1) Why is the following assignment not allowed:
byte b = 0b11111111; // 8 bits or 1 byte
but this assignment is allowed:
int i = 0b11111111111111111111111111111111; //32 bits or 4 bytes
Both types are signed, and I would expect b and i were -1.
2) Why doesn't the Integer MIN_VALUE have a sign?
public static final int MIN_VALUE = 0x80000000;
but the Byte MIN_VALUE does have a sign?
public static final byte MIN_VALUE = -128;
All integer literals have type int (unless suffixed by an L or l). Thus, in the first case, you're storing an int into a byte.

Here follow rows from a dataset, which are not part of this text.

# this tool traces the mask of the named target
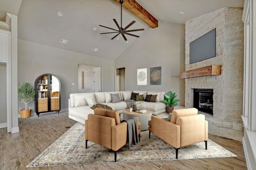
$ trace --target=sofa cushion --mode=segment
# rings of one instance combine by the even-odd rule
[[[89,106],[83,106],[77,108],[71,108],[68,114],[83,120],[87,120],[88,114],[94,114],[93,110]]]
[[[121,93],[123,96],[123,100],[127,100],[131,99],[131,91],[122,91]]]
[[[136,96],[136,101],[144,101],[144,96],[143,95]]]
[[[158,95],[152,95],[150,97],[150,102],[159,102],[156,101],[156,98],[158,97]]]
[[[146,91],[133,91],[134,93],[139,94],[139,95],[143,95],[144,99],[146,97],[146,95],[147,95]]]
[[[150,110],[154,112],[158,112],[163,109],[165,109],[166,105],[162,102],[146,102],[144,101],[142,104],[145,109]]]
[[[177,117],[197,114],[197,112],[198,110],[196,108],[174,110],[171,117],[171,122],[176,124]]]
[[[97,104],[105,103],[105,94],[103,92],[97,92],[94,94],[95,98]]]
[[[148,95],[157,95],[158,96],[156,97],[156,102],[162,101],[164,100],[164,95],[166,92],[164,91],[148,91]]]
[[[87,104],[85,98],[83,96],[75,96],[75,107],[85,106]]]
[[[136,96],[139,95],[139,93],[134,93],[132,92],[131,95],[131,99],[133,100],[136,100]]]
[[[111,102],[112,103],[118,103],[120,102],[120,99],[119,98],[119,94],[111,94]]]
[[[104,92],[105,95],[105,103],[110,103],[111,102],[111,95],[110,94],[118,94],[119,95],[119,99],[120,100],[123,100],[123,97],[121,94],[119,92]]]
[[[126,103],[125,101],[120,101],[118,103],[104,103],[102,104],[105,104],[111,107],[113,110],[122,110],[126,108]]]
[[[152,95],[147,95],[145,98],[145,101],[150,102],[150,98],[151,97]]]
[[[76,97],[76,96],[79,96],[79,97]],[[82,94],[70,94],[70,101],[71,101],[71,107],[75,107],[75,103],[76,103],[76,99],[75,99],[76,97],[76,100],[79,100],[81,98],[84,98],[85,99],[86,97],[90,97],[91,96],[94,96],[94,93],[82,93]],[[84,99],[84,100],[85,101],[85,99]],[[80,104],[79,104],[79,105],[80,105]],[[85,101],[85,105],[87,105],[87,103]]]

A narrowing conversion like this is not allowed without a cast, except that if the right side is a constant, it's allowed if the value is in range, which is -128 to 127. 0b11111111 is 255, though, which is not in range.
As for why int i = 0b11111111111111111111111111111111 is allowed: it's pretty much "because the JLS says so". In fact, that specific example appears in JLS 3.10.1. There's a rule that decimal literals of type int cannot exceed 214743647 (except in the specific case -2147483648), but there's no rule about binary literals except that they have to fit into 32 bits.
As I mentioned in a comment, the second question is really a question about the style preference of the programmers who wrote the code, and it's impossible to answer.